Having clearly inherited my father’s gluttonous acceptance of all types of food, I often have to resort to others’ strong opinions for some robust arguments. On the emotive subject of white foods, for example, I quote two close friends who sit on opposite sides of the dispute. One wouldn’t touch anything that’s pale, runny and smooth. Mashed potatoes, white sauce, anything custardy — all are off the table. My other friend would, if he could, live on a diet of neat mayonnaise and pouring cream. I would happily share a meal with either.
Then there’s the question of temperature. Here I often think of my late mother-in-law, who had unyielding culinary views. She wouldn’t serve anything that wasn’t magma-level hot. “It’s no good if it’s not piping hot,” she would say, before pouring her smoldering soup into equally scorching bowls. I never listened to her and always burned my mouth. How could anything be so hot? As I am someone who makes a living by selling cold food in my London delis, it’s a miracle that she and I were even on speaking terms.
More seriously, though, the issue of hot versus cold does seem to be a dividing line between what is perceived as serious and complex cooking, on the one hand, and quick-and-easy meals on the other. Just hearing the word “salad” — the first thing that comes to mind when thinking of cold food — sends you down the path of a picnic or a simple side dish, something thrown together without much consideration or fuss. Think potato salad, coleslaw or a bowl of dressed leaves.
The layering of flavors, textures and colors is what our chefs do every day to create their salads.
Yet this couldn’t be further from the truth. For me, a truly marvelous dish can come at any temperature. In my London delis, we have food on display throughout the day. Most of it is vegetables and legumes cooked and dressed in a multitude of ways; all are affectionately referred to as salads. There’s a real art to making these dishes stay fresh and seductive and tasting like a million dollars even after a couple of hours.
The yogurty butter beans here, spread out on a plate like an artist’s canvas, dotted with feta and a vibrant range of green hues — peas spiked with herbs and a sprinkle of pistachio dukkah, the spice mix made with seeds and nuts — are a vivid illustration of the power of one of these salads. With zero technical skills required and very little effort, this dish can be prepared in advance and put together when you need it. It could also sit around for a few hours and stay delicious and fresh. And it’s no less complex or enticing or satisfying than any warm dish.
The layering of flavors, textures and colors using an arsenal of delicious condiments — seed and spice mixes, pickles and flavored oil, crunchy-nutty sprinkly things, confit garlic, dried tomatoes, preserved lemon and many more — is what our chefs do every day to create their salads.

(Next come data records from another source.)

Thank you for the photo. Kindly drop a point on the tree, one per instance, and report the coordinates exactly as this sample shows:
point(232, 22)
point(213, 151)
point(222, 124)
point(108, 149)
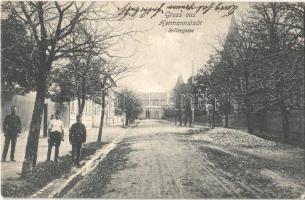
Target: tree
point(16, 49)
point(130, 103)
point(277, 38)
point(49, 24)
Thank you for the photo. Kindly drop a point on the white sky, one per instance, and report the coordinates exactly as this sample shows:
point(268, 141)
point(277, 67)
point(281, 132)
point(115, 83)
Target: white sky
point(162, 56)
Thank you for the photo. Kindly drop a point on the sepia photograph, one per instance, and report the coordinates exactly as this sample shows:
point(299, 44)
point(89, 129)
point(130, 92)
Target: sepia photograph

The way in which these condiments and dishes come about is something I am particularly proud of, because recipe creation in our company is pretty democratic. Many people have a go at it, and everyone is welcome to comment. A great example of this happens four times a year, for every change of season, when the deli chefs get together in our test kitchen to discuss the new menu and try some ideas. In these meetings, I observe with joy, and a bit of fatherly pride, how they all bring out their jars of condiments, dressings and sauces and build their beautiful salads in big bowls and on platters. Once the dishes are patiently put together, we all taste and comment. The knowledge and skills that go into making those dishes have all the trappings of serious restaurant dishes but none of the fuss and last-minute cooking angst.
In the coming months, I would like to explore and share some ideas that started off in one of our kitchens and can easily migrate to yours. Regardless of their temperature, or their color, or whether you would want to serve them at your next fancy dinner party or a last-minute, low-key picnic, they all hold good, practical lessons for making food delicious — unapologetically so.